Un groupe, une famille, une société ne peut pas fonctionner si le but et le sens de chacun va dans la même direction. Chacun doit trouver son sens mais aussi son propre intérêt à suivre ce sens. Oui il peut y avoir des intérêts privés et divergents au sein du collectif. Oui le boulanger peut se contenter de faire son pain, et de se sentir utile à la communauté. Oui il peut se contenter du minimum syndical, mais oui il peut aussi avoir envie d’être le meilleur boulanger de son quartier, de sa ville ou de sa rue (cette vielle blague est toujours efficace). Oui il peut avoir envie de se démarquer en présentant ou décorant son pain ou sa devanture, comme nulle part ailleurs, oui il peut devenir artiste en inventant de nouvelles recettes. Oui il peut finalement avoir envie de devenir pâtissier. Ou peintre. Et tous d’en profiter.

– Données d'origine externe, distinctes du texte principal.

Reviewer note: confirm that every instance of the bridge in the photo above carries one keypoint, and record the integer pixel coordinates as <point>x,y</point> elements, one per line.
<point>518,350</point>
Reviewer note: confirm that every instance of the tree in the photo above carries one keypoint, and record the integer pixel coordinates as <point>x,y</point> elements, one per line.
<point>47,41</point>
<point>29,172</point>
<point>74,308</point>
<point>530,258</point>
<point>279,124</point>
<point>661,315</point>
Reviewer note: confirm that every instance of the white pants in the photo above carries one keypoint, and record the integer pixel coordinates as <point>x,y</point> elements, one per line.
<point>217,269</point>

Se réjouir d’une main colorée posée sur une paroi, se réjouir de la santé recouvrée, se réjouir de l’aquarelle de son enfant, se réjouir d’une pensée spirituelle, se réjouir d’un morceau de pain frais, se réjouir d’une phrase éclairante glanée dans un livre, se réjouir d’un projet et des promesses de l’avenir, se réjouir d’entendre à nouveau le chant des oiseaux, se réjouir du bourgeon à la fin de l’hiver. Voir venir et faire le point.